Marshall draws that experience from her private equity bill that allows the state to provide businesses loans from the Permanent School Fund to come to Nevada, expand existing Nevada companies and add jobs.

Marshall said that the Reno-Sparks Chamber of Commerce and the teachers union - not normally seen in agreement - both backed the plan because she worked out the details with them.

"You bring these groups that are normally at odds together by crafting solutions," she said.

Marshall objected to the Republican push for cuts to Social Security and Medicare. She said even the Wall Street Journal blasted Wisconsin congressman Paul Ryan's plan saying it would "gut" Medicare.

Marshall said while she supports keeping the Bush tax cuts, for most, she would eliminate them for the truly wealthy. She said part of the cost issue could be fixed by allowing Medicare to negotiate with drug companies and providers like private healthcare does.

She called for an end to loopholes she said allow corporations to send jobs and hide assets overseas to avoid taxes.

Marshall called for an end to "tax credits to companies that don't need them," saying corporations including Exxon-Mobil are making billions and paying almost nothing.

Instead, she said, both parties in Congress appear ready to let a payroll tax cut expire, which she said would take a bite out of every American worker's take home paycheck.

"You're going to let companies keep subsidies and make sure every American who works for a living pays more taxes?"

She said if corporations want tax breaks, tie them to job creation.

Marshall said Medicare isn't doing what it promises, especially in rural Nevada.

"People need to have access to medical care in rural areas and it needs to be affordable," she said. "They really have neither now."

Marshall, the current state treasurer, said government "needs to spend smarter and that's something I have a track record of doing in this office."

She was criticized for increasing her office budget but points out those critics ignored the fact that the $115,000 increase was to hire staff that let her eliminate $463,000 in outside fees.

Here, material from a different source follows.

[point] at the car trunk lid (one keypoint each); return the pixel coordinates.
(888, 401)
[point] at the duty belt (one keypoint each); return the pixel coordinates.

National GOP television ads have also accused her of losing $50 million through reckless investments in Lehmann Bros. She said even on the Friday before Lehmann went into bankruptcy, she and her staff were questioning that investment.

"We were told your money is 100 percent good, absolutely safe," she said. "The world was defrauded by Lehmann."

In addition, she said the state hasn't lost that money yet, that its value is recovering slowly and the case still is in court.

She said despite the recession, earnings by her office have surpassed earnings in the market every quarter since she took office.